IMF delegation concludes Pakistan visit, notes progress in key areas
The seal of the International Monetary Fund (IMF) is seen outside of the headquarters building in Washington, DC on April 8, 2019. (AFP/File)
Updated 21 September 2019

IMF delegation concludes Pakistan visit, notes progress in key areas

IMF delegation concludes Pakistan visit, notes progress in key areas
  • The mission observed "significant improvement in tax revenue collections"
  • Says government's monetary policy is helping to control inflation

ISLAMABAD: Pakistan’s economic program is off to a promising start, but decisive implementation is critical to pave the way for stronger and sustainable growth, said the IMF mission after concluding their visit to Pakistan on Friday.

A full IMF mission will return to Pakistan in late-October to conduct the first review under the $6 billion Extended Fund Facility (EFF), the mission added.

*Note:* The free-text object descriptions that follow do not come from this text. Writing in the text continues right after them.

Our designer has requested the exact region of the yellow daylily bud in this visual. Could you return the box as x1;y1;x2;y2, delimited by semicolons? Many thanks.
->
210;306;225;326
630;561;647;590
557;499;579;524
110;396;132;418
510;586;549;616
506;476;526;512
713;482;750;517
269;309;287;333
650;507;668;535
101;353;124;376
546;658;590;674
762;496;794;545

An IMF mission, led by Ernesto Ramirez Rigo, visited Islamabad and Karachi during September 16–20, 2019 to take stock of economic progress and discuss progress in the implementation of economic policies. 

“While the authorities’ economic reform program is still in its early stages, there has been progress in some key areas," a statement issued by the mission read.

The IMF delegation acknowledged that "the transition to a market-determined exchange rate has started to deliver positive results on the external balance, exchange rate volatility has diminished, monetary policy is helping to control inflation, and the SBP (State Bank of Pakistan) has improved its foreign exchange buffers."

“There has been a significant improvement in tax revenue collections, with taxes showing double-digit growth net of exporters refunds," the statement read. 

The visiting delegation of the Fund also noted that "FBR is undertaking significant steps to improve tax administration and its interface with taxpayers" and said that "Importantly, the social spending measures in the program have been implemented."

“The near-term macroeconomic outlook is broadly unchanged from the time of the program approval, with growth projected at 2.4 percent in FY2019/20, inflation expected to decline in the coming months, and the current account adjusting more rapidly than anticipated. However, domestic and international risks remain, and structural economic challenges persist. In this context, the authorities need to press ahead with their reform agenda," the IMF delegation noted.